All ad buying by Mediamath is done on its TerminalOne Marketing OS. While algorithms govern the purchase of ads, a human must be kept in the loop. “His job is to define the structure of the campaign.” Noren says. If the algorithm is missing opportunities, human intervention is called for. “The campaign manager can adjust over time…He can bid more aggressively for those opportunities.” If an opportunity was perceived where an audience is twice as likely to convert, then it might be worth bidding twice as much to reach that audience with an ad, he says.

You get what you pay for, but caveat emptor still applies. “It’s not about impressions, but quality impressions,” Ruckus’ Wood says. Even so, it may take two or three impressions to drive home the conversion. The burden is on the marketer to validate the traffic to the web site, as media kits can be less than truthful, Wood points out. Platforms can be self-serving.

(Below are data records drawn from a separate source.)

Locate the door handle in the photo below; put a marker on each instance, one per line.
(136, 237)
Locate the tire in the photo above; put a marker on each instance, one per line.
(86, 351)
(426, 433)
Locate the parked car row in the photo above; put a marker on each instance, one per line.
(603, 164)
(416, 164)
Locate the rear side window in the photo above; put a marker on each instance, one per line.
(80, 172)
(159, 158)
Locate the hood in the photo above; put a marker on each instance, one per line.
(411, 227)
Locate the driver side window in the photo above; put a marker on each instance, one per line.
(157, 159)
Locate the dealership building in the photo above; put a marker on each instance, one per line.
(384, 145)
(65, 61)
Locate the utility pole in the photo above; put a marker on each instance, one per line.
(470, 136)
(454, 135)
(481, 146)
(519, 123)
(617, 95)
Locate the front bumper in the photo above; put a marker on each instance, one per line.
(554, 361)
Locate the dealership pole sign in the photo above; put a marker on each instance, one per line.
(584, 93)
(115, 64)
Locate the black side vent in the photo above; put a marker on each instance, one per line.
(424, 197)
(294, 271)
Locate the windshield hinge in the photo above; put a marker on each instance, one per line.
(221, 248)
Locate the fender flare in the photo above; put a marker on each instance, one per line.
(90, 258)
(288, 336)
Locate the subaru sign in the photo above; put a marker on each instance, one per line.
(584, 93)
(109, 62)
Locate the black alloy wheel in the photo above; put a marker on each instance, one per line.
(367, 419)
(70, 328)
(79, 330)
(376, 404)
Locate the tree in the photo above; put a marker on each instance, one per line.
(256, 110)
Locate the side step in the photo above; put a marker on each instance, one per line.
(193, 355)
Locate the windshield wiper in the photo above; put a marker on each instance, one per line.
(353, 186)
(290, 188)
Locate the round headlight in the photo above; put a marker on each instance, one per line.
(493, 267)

It is harder to hit a moving target

Serving up digital ads to mobile devices relies on some of the same rules. But the smartphone, obviously, has a smaller screen. There are limitations — and opportunities.

Click-through is higher on mobile, but the ad can eat up more space given the smaller screen. Mobile also offers the promise of making ads appear when they are geographically relevant; for example, when the owner is near someplace where he can buy something. “Fifteen percent of the time, we know the location of where the user is,” Torrance says. You can associate the consumer with the store, something you can’t do with a desktop. Using Bluetooth, stores equipped with beacons can even tell where in the store the customer is standing, allowing a targeted ad to be delivered to the handheld, provided that user opted into that system.

Content for mobile has to be “snackable”.  “A thirty-second video is not good. Banner’s don’t work.” Rivera notes. Snackable videos have to be kept between five to seven seconds in length.

Clicks may be a good way to measure KPI for an ad campaign pitched to the desktop, but not best for mobile, Noren says. Here clicks may be accidental, given the smaller screen and the greater likelihood of tapping the wrong field while scrolling. Those clicks would overstate the ad’s performance.

“Interstitial ads, which take over the whole screen, are most successful,” Noren explains. “It leverages fully the real estate of the mobile device.”

Even if the mobile opportunity is missed, the mobile ad still has value. Wood offers an example: Someone going home during the evening commute may show interest in a jewelry ad. The online purchase will not be made on the subway, but a re-targeting pixel in the ad will feed it to other devices when that commuter arrives home.

The mobile opportunity may even be static. Television plays a role here as an “unsung hero,” explains Wood. That second screen can carry an ad that may be relevant to someone with a nearby smartphone, who can then go online to make a purchase prompted by the TV ad. Just because a platform may seem outmoded does not preclude a marketer from re-purposing it.

From planning to execution, the details might vary. The destination — conversion — remains the same.